Cumbre de mujeres por Venezuela
Una conversación entre líderes en el terreno, la diáspora y la comunidad internacional con sus aliados sobre el camino hacia la reconstrucción democrática en Venezuela y el rol de las mujeres en el proceso.
A conversation between on-the-ground and diaspora leaders as well as the international community and male allies on the path forward with women leading Venezuela’s future democratic rebuilding.
Adriana D’Elia is a nonresident senior fellow with the Atlantic Council’s Adrienne Arsht Latin America Center, and a senior counselor at the office of the executive director for Panamá and Venezuela at the Inter-American Development Bank since July 2019.
D’Elia has a bachelor’s degree in urban planning from Simón Bolívar University in Caracas, Venezuela, where she also taught for ten years; has a masters degree in regional and urban planning from Oklahoma University (1990); and as a young professional she became the director of transportation planning in the Venezuelan Ministry of Transportation and Communications. Then, she was the project manager of consulting projects for the Institute of Regional and Urban Studies of the Simón Bolívar Universtiy (IERU).
In her tenure in public office, D’Elia was the director of urban planning and cadastre, and then general director in the Mayoralty of Baruta, a metropolitan area of Caracas (2000–2008). She was also mayor in charge in Baruta. Later, she was the secretary of government of the state of Miranda, the central region where four out of the five municipalities of the metropolitan area of Caracas are located.
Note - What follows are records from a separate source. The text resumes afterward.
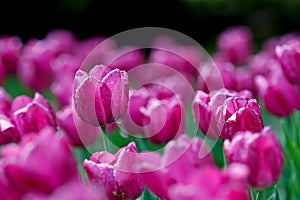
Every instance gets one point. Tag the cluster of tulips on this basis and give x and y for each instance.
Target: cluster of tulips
(151, 97)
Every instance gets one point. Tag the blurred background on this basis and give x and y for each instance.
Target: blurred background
(200, 19)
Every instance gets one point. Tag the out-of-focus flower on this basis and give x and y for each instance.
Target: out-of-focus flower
(235, 44)
(261, 152)
(32, 115)
(101, 96)
(158, 113)
(8, 131)
(75, 190)
(125, 58)
(222, 113)
(182, 157)
(5, 102)
(211, 182)
(289, 57)
(10, 51)
(277, 94)
(79, 134)
(116, 173)
(40, 163)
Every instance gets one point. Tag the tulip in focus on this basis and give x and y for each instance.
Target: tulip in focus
(101, 96)
(261, 152)
(116, 173)
(222, 113)
(32, 115)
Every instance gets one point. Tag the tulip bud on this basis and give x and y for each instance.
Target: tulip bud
(289, 57)
(39, 163)
(116, 173)
(181, 158)
(278, 96)
(79, 134)
(261, 152)
(10, 51)
(101, 97)
(32, 115)
(211, 182)
(226, 112)
(8, 131)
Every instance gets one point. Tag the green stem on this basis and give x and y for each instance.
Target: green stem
(104, 138)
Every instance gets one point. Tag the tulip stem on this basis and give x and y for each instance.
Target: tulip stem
(104, 138)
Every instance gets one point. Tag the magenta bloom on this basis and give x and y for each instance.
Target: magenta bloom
(10, 51)
(158, 113)
(116, 173)
(40, 163)
(235, 44)
(101, 96)
(32, 115)
(226, 112)
(182, 157)
(211, 182)
(289, 57)
(78, 132)
(261, 152)
(8, 131)
(277, 94)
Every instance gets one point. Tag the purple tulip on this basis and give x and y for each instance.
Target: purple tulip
(79, 134)
(156, 112)
(8, 131)
(226, 112)
(289, 56)
(32, 115)
(235, 44)
(5, 102)
(70, 191)
(261, 152)
(40, 163)
(10, 51)
(211, 182)
(182, 157)
(116, 173)
(278, 96)
(101, 97)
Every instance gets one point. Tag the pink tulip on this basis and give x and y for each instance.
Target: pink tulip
(235, 44)
(40, 163)
(261, 152)
(278, 96)
(10, 51)
(32, 115)
(8, 131)
(226, 112)
(289, 57)
(211, 182)
(79, 134)
(158, 113)
(116, 173)
(181, 158)
(101, 97)
(74, 190)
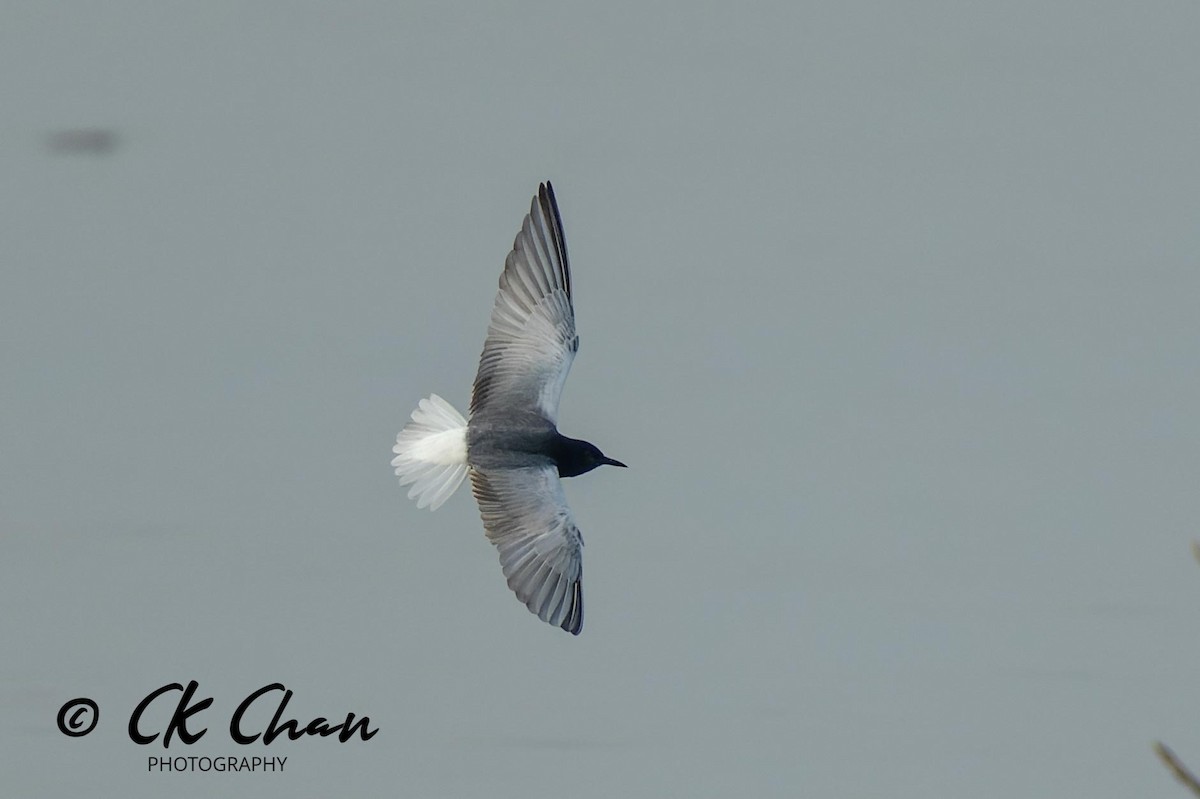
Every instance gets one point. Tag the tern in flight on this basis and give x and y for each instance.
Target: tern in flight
(511, 446)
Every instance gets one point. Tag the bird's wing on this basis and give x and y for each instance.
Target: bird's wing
(541, 551)
(531, 340)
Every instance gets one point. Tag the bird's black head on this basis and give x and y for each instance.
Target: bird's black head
(576, 457)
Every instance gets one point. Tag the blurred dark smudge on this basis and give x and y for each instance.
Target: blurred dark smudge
(83, 140)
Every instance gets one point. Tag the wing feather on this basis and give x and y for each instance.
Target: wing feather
(531, 338)
(541, 550)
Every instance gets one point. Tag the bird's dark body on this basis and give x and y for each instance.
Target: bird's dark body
(520, 440)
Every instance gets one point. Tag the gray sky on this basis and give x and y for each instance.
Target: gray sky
(891, 308)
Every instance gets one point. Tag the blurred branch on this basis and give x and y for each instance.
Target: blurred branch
(1177, 768)
(1181, 772)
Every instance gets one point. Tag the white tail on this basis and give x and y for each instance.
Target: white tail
(431, 452)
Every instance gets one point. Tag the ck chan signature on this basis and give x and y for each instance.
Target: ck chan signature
(79, 716)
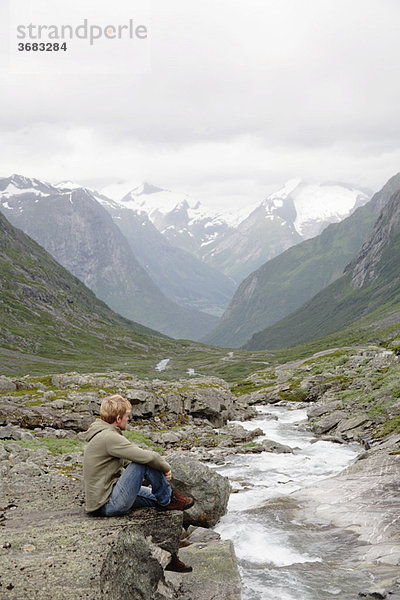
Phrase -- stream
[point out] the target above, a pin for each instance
(279, 556)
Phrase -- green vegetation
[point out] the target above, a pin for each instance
(54, 445)
(292, 278)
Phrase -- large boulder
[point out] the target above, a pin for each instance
(215, 572)
(209, 489)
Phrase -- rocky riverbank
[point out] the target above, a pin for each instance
(351, 395)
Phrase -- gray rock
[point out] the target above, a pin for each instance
(272, 446)
(130, 571)
(322, 409)
(215, 572)
(352, 423)
(201, 534)
(3, 453)
(169, 437)
(209, 489)
(7, 385)
(26, 469)
(329, 422)
(9, 433)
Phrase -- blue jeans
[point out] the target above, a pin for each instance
(129, 493)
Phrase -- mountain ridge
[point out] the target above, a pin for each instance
(81, 235)
(284, 283)
(367, 296)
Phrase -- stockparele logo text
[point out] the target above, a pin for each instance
(84, 31)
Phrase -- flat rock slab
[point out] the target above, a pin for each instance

She was also governor in charge (2008–2015).
Her experience in government was always in support of Henrique Capriles Radonski’s positions as mayor of Baruta, two-time governor of the state of Miranda, and two-times presidential candidate, competing against Hugo Chávez (2012) and Nicolás Maduro (2013).
Before being forced to leave Venezuela, D’Elia was deputy to the National Assembly for the State of Miranda (2015–2019), representing the Democratic Unity Roundtable (the opposition’s electoral coalition) and the Justice First Party “Primero Justicia.”